Tous les chemins mènent à un dollar plus fort
Le président de la Fed, Jerome Powell, a intensifié la croisade que mène la banque centrale américaine contre l'inflation ce mois-ci. Conséquence : des taux réels américains plus élevés et un dollar plus fort. Les bourses sont devenues nerveuses en raison de la hausse trop rapide des taux et de l’imminence d’une normalisation de la politique. Conséquence : un regain d'aversion pour le risque et un dollar plus fort. La politique chinoise de "zéro Covid" à Shanghai et désormais aussi Pékin remettent en cause la croissance mondiale. Conséquence : une forte correction des taux via une baisse des prévisions d’inflation (à taux réels américains inchangés) et, à nouveau, un dollar plus fort.
Tous les chemins mènent aujourd'hui à un dollar plus fort et cela se reflète dans les cours.

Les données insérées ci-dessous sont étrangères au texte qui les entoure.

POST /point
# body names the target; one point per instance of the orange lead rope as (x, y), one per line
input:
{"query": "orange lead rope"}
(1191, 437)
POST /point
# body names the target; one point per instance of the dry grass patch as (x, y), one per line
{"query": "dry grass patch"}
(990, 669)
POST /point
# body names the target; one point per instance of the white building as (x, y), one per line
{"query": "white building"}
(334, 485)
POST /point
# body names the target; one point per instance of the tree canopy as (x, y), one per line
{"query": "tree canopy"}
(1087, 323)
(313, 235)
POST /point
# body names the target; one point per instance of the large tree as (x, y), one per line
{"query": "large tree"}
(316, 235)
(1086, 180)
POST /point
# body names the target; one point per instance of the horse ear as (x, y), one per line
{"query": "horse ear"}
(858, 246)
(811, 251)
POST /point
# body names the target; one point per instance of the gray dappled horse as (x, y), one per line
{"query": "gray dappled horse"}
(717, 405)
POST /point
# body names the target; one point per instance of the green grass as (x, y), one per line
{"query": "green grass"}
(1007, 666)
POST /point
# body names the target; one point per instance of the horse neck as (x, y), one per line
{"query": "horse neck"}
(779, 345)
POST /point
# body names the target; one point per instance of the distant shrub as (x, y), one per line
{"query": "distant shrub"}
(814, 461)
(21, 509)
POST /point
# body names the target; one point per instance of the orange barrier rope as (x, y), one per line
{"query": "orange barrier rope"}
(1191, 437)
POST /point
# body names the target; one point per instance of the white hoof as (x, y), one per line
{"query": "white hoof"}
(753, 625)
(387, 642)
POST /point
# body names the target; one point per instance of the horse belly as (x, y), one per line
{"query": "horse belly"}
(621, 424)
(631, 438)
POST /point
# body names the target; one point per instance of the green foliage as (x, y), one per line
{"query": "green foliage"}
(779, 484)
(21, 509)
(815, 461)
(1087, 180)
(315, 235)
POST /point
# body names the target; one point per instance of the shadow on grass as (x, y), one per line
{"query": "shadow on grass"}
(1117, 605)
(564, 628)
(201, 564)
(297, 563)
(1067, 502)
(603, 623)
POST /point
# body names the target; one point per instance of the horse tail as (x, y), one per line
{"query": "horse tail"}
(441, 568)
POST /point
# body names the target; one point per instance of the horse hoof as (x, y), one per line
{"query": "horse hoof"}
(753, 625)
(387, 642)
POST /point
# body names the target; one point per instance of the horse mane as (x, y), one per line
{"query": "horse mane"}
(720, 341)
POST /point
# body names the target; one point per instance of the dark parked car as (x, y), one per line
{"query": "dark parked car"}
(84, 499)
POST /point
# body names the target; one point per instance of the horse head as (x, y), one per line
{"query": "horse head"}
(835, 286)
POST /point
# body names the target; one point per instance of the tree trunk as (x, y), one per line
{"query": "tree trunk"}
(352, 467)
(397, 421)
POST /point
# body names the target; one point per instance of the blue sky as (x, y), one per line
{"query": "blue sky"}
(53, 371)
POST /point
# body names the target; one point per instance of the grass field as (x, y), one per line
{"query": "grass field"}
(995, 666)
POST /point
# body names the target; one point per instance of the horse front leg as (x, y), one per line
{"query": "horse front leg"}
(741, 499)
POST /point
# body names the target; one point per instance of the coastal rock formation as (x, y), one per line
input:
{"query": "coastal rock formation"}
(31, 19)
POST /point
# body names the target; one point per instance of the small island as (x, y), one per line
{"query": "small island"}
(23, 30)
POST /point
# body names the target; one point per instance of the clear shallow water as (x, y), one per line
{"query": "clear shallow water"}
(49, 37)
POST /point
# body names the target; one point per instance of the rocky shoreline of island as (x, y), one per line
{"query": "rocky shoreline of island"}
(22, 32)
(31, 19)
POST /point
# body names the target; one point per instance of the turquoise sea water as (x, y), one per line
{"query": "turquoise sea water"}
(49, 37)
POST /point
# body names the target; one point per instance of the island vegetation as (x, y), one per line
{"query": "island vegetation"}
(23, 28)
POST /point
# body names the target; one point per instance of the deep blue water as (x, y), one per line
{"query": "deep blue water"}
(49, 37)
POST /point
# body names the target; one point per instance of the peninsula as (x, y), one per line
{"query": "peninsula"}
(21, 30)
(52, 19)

Le billet vert multiplie les sommets de reprise et devance toutes les autres devises du G10 cette année. Sur une base pondérée des échanges commerciaux, l’indice DXY (101,90) se rapproche de ses sommets de 2020 (102,98) et 2017 (103,82). Il faut remonter à 2002 pour retrouver des cours similaires.
Après la réunion de politique d’avril de la BCE, le cours EUR/USD a quitté la zone de support de 1,0807 et a pris la direction du plancher de 2020 de 1,0636. Ensuite, il ne reste plus que le seuil de 2017 de 1,0341. L’euro fait les frais de la politique laxiste de la BCE, qui met encore plus en lumière le problème de crédibilité de Lagarde et de ses collègues et qui contribue, en outre, à l’accélération de la dynamique inflationniste. La semaine dernière, quelques membres de la BCE ont pendant un moment donné de l’espoir à l’euro, mais ils n'ont toujours pas été suivis par l'état-major. La monnaie unique restera probablement abandonnée à son sort au moins jusqu’à la prochaine réunion de la BCE le 9 juin. En espérant que le feu vert officiel sera finalement donné pour un relèvement du taux directeur en juillet. À titre de comparaison, nous tablons sur 150 points de base de hausses de taux d’ici la fin juillet aux États-Unis. La poursuite de la guerre en Ukraine constitue un autre frein pour l’euro.
La livre sterling s’était dans un premier temps mieux comportée que l’euro, mais elle est depuis également en difficulté. Et ce, alors que la Banque d’Angleterre a déjà pris une avance au niveau des taux d’intérêt. Le dilemme entre croissance et inflation est pour le moment surtout palpable dans l’économie britannique. La crise du pouvoir d’achat, la politique budgétaire relativement moins souple et les conséquences du Brexit forment une "tempête parfaite". Le câble (le cours GBP/USD) s’est effondré ces derniers jours, de 1,30 à 1,27, son niveau le plus bas depuis septembre 2020. Le premier niveau de support se situe à 1,2495, soit 62 % du mouvement de reprise du cours GBP/USD entre 2020 et 2021.
Le cours USD/JPY participe au rallye du dollar. Cette année, le yen japonais a perdu environ 10 % par rapport au billet vert. La paire de devises a franchi la barre de 129 pour la première fois depuis 2002. Le sommet de 2002 se situe à 135,15. La Banque du Japon est pour l’instant la seule à s’accrocher à un assouplissement actif de la politique monétaire. En outre, le yen souffre de la hausse des prix des matières premières, le Japon étant un important importateur net. Les menaces verbales d’interventions sur les taux de change du ministre des Finances n'ont pas vraiment apporté de soulagement.